I found myself fighting a X9DRD-7LN4F motherboard that has a pair of Noctua NH-D9DX i4 3U HSF that was suffering from a Lower Non-Recoverable Assertion. This was happening after setting the threshold values with ipmitool, simply because it doesn't reliably read the lowest speed of the Noctua fan and instead thinks it is going 0 RPM. I found a solution that no one has tried (or at least I didn't see it).
Setting sensor "FAN1" Lower Non-Recoverable threshold to 0.000
Setting sensor "FAN1" Lower Critical threshold to 100.000
Setting sensor "FAN1" Lower Non-Critical threshold to 200.000
Setting sensor "FAN1" Upper Non-Critical threshold to 1700.000
Setting sensor "FAN1" Upper Critical threshold to 1800.000
Setting sensor "FAN1" Upper Non-Recoverable threshold to 1900.000

Sensor ID              : FAN1 (0x41)
 Entity ID             : 29.1
 Sensor Type (Threshold)  : Fan
 Sensor Reading        : 1875 (+/- 0) RPM
 Status                : Upper Non-Recoverable
 Lower Non-Recoverable : 0.000
 Lower Critical        : 75.000
 Lower Non-Critical    : 225.000
 Upper Non-Critical    : 1725.000
 Upper Critical        : 1800.000
 Upper Non-Recoverable : 1875.000
 Positive Hysteresis   : 75.000
 Negative Hysteresis   : 75.000
 Assertion Events      :
 Assertions Enabled    : lcr- lnr- unc+ ucr+ unr+
 Deassertions Enabled  : lcr- lnr- unc+ ucr+ unr+
The first thing I had to solve / realize was that the Hysteresis values were seemingly causing me grief by altering the values I was setting. Once I bumped the upper numbers I was setting, I ran into the fact that the RPM isn't properly read at low speed and it simply fails into full speed fans again and again. There is no way to turn off the Lower Non-Recoverable Assertion and setting it to 0 does nothing. Setting to -1 merely gets rounded / adjusted to 0 but then I realized I neded to get past that Hysteresis issue again.
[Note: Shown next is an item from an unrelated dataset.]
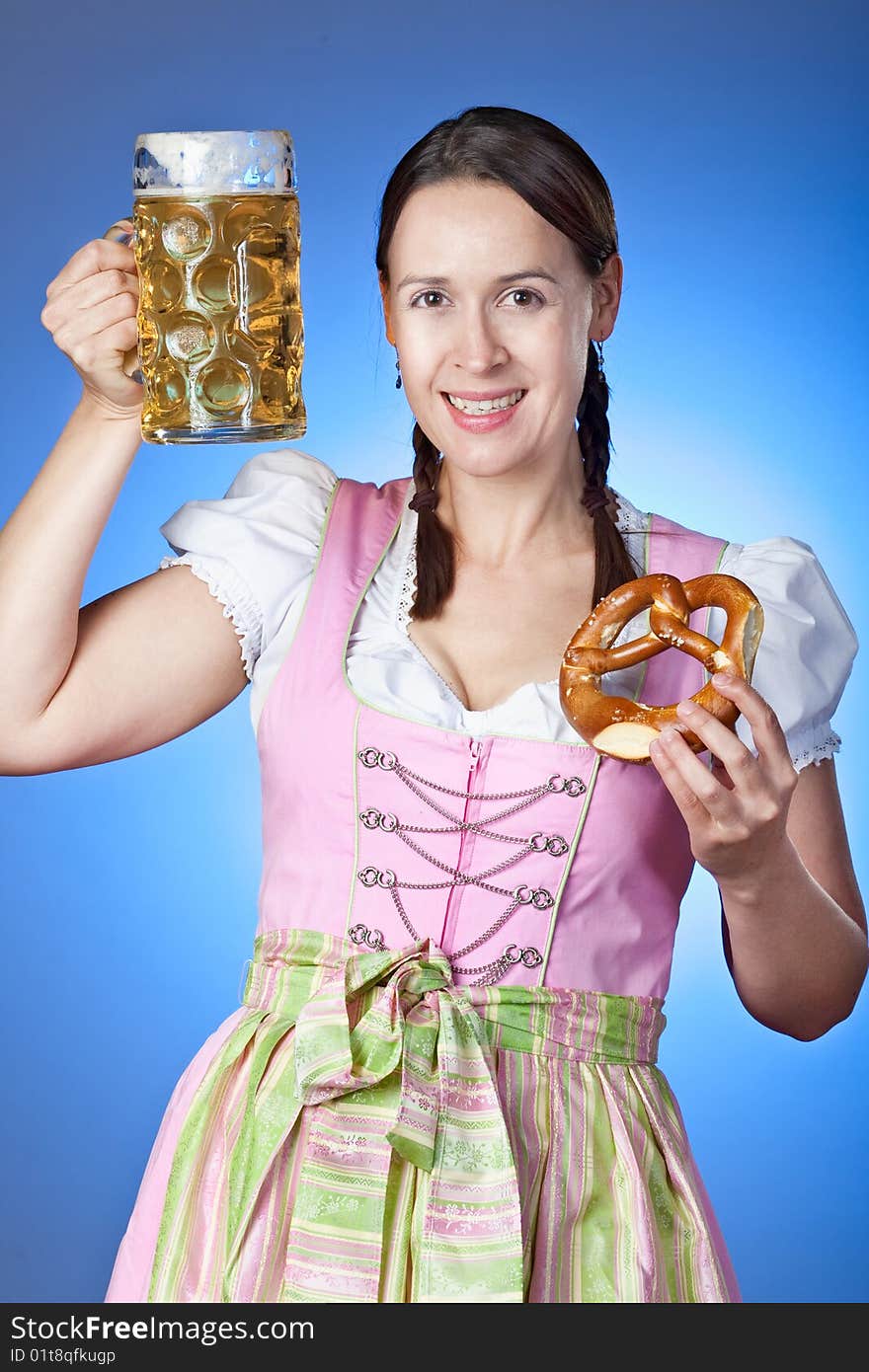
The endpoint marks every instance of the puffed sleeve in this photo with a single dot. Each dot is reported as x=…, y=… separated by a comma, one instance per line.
x=808, y=648
x=256, y=546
Setting sensor "FAN1" Lower Non-Recoverable threshold to -100.000
Setting sensor "FAN1" Lower Critical threshold to -100.000
Setting sensor "FAN1" Lower Non-Critical threshold to -100.000

Sensor ID              : FAN1 (0x41)
 Entity ID             : 29.1
 Sensor Type (Threshold)  : Fan
 Sensor Reading        : 0 (+/- 0) RPM
 Status                : Lower Non-Recoverable
 Lower Non-Recoverable : 19125.000
 Lower Critical        : 19125.000
 Lower Non-Critical    : 19125.000
 Upper Non-Critical    : 1875.000
 Upper Critical        : 1950.000
 Upper Non-Recoverable : 2100.000
 Positive Hysteresis   : 75.000
 Negative Hysteresis   : 75.000
 Assertion Events      :
 Assertions Enabled    : lcr- lnr- unc+ ucr+ unr+
Deassertions Enabled  : lcr- lnr- unc+ ucr+ unr+
Now, the server stays quiet after ipmitool sensor thresh FAN1 lower -100 -100 -100; though I suppose you could simply set a high value instead of encouraging the overflow. It's always in a state of Lower Non-Recoverable Assertion and it simply ignores it.